Sarah GP: data art + design + sometimes robots too

Weeks 3-6, Or the Monster Emerges

Data Monster alpha is just a few days away and now I can come back up for air and look at this first dive into my own wee language. And return to my poor, neglected blog.

Data-What Again?

Much-alluded to, yet little explained in these parts, the Data Monster is a domain specific language that transpiles to d3.js files. Because d3 is so idiomatic and yet so verbose, it seemed an ideal target for a transpiler. The target user is someone who is prototyping a visualization or even building a simple d3 component. Since it generates a plain .js file, Data Monster can also be used just to jumpstart the scaffolding of a chart, with specifics added into the generated file itself.

A lot more details are in the README and CHOMPME.

The Schedule

Because I wanted to have something for people who aren’t me to look at maybe bang on at Open Vis Conf (starting Monday!!), I put together a four-week schedule.

week 1: planning & grammar
week 2: the interpreter
week 3: the writer & outputting a working file
week 4: documentation & loose ends

It mostly worked, but I did have to stay focused to keep hitting the deadlines, and so I didn’t really have the chance to pair with other students much. (The one time I tried, I think it was just too much to grab onto; most people are much less familiar with compilers & peg.js than, say Javascript & React, which are very popular pairing topics on the floor.)

I am also looking forward to getting some deeper code review from the facilitators.

Residents

I did end up really lucking out with the residents, though, and got great advice and help from Chris Granger, who is currently working on Eve, and Pat Dubroy, who is working on Ohm, a PEG generator with a lot of great features. (I may end up rewriting the Data Monster grammar with Ohm, in fact.)

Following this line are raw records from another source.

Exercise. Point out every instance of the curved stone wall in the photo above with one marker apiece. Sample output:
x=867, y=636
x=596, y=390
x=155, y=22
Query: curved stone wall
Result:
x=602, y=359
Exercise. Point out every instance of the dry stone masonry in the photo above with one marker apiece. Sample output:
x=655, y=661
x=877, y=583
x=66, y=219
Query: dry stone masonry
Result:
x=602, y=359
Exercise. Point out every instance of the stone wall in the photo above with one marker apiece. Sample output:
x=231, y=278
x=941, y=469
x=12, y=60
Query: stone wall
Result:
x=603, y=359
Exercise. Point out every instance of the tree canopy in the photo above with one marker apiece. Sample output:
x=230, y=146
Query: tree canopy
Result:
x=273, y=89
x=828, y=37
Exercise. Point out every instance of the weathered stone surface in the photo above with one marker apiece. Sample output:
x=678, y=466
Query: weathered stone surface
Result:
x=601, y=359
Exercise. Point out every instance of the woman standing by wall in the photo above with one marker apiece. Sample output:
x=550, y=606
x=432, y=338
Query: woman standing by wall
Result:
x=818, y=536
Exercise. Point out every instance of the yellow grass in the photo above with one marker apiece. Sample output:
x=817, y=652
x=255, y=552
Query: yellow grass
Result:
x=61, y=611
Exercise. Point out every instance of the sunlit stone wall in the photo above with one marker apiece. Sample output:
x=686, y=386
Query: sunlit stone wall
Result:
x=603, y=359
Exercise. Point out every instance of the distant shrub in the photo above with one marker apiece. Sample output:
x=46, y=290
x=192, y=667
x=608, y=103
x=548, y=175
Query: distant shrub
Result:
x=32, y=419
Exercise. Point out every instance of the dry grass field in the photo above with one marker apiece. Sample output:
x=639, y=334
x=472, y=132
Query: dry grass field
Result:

Chris suggested decoupling the data structure interpreted by Data Monster from the one generated by the semantic actions in the parser. This makes it a little easier to reason about and implement, but — even better — it means that people who hate my interface can write their own, but still use Data Monster. (In a magical future where it is much in demand.)

Chris also reminded me to be okay throwing things away. If you write code, you can always throw it out and rewrite it better — and that doesn’t mean the first time has failed. In fact, you’ve always learned something, even if the code itself did not persist. It is great advice and made it a lot easier to just make some kind of decision, even if I wasn’t certain it was definitely the best. I wonder, too, if sometimes we refactor rather than rewrite in a sort of sunk-cost-fallacy fugue.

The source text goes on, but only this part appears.